Il Manuale del 1818 è la conclusione della sua attività. Già molti anni prima Bodoni vi lavorava come a un punto fondamentale della sua vita, era ormai il suo sogno ultimo, il suo testamento d’orgoglio presso i posteri, la grande preoccupazione della sua vecchiaia, certo il suo ultimo attimo di dolore. Sono oltre 650 tavole ove i caratteri, succedendosi in un impercettibile aumento di corpo, ingannano sulla loro reale dimensione, quasi una magica scenografia, la stessa di quel Teatro Farnese finto e irreale che fiancheggiava la sua officina. Sono migliaia di segni, come nessuna fonderia ebbe mai, dai magici esotici ai grandi Cirillici, essenziali come marchi, dal Malabarico al Gotico d’Ulfila, dal Tartaro al Greco, il Greco della più bella Iliade del mondo.
Vissuto in epoca neoclassica Bodoni mirò a trasferire nel moltiplicato universo dei caratteri mobili la nitidezza, la semplicità e la leggibilità del carattere lapidario romano, superando in bellezza i concorrenti europei, Didot, Baskerville, Ibarra...
Sbaglia, oggi, chi gli rimprovera la "leggerezza" di alcuni testi, o i fogli volanti d’occasione, spesso frivoli e senza interesse. Non intuisce che il suo scopo non era quello di diffondere contenuti ma di creare magnifici alfabeti e il loro uso nella pagina stampata, dando origine a quell’arte grafica che prima di lui non esisteva.
Riassumendo i 500 anni di Storia della comunicazione, possiamo dire che Gutemberg fu il tecnico, Aldo l’intellettuale, Bodoni l’esteta, Steve Jobs l’imprenditore.

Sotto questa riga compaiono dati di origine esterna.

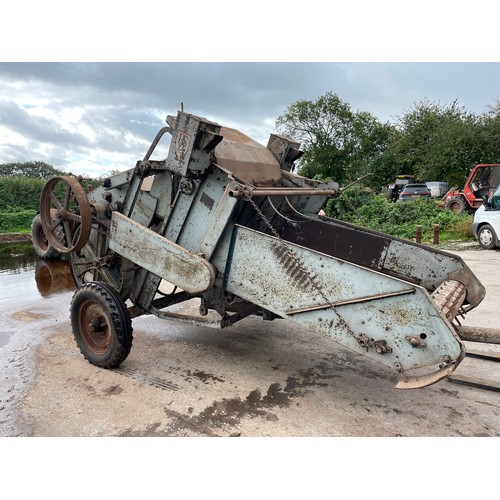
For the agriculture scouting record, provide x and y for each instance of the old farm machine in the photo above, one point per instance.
(223, 220)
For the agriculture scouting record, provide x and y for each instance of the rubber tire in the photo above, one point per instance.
(42, 247)
(119, 325)
(489, 242)
(456, 205)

La ristampa del grande Manuale del 1818 fu il mio primo libro da editore, il più straordinario, e anche l’inizio della mia passione bibliofila che mi spinse a collezionare con costanza e testardaggine le opere di Bodoni. Ne ho riunite più di mille, e continuo imperterrito la ricerca e l’inseguimento delle poche che mancano alla mia biblioteca, come per esempio l’Essai des Caractères Russes, del 1782, di cui Bodoni tirò pochissimi esemplari o il Manuale del 1788, in quarto.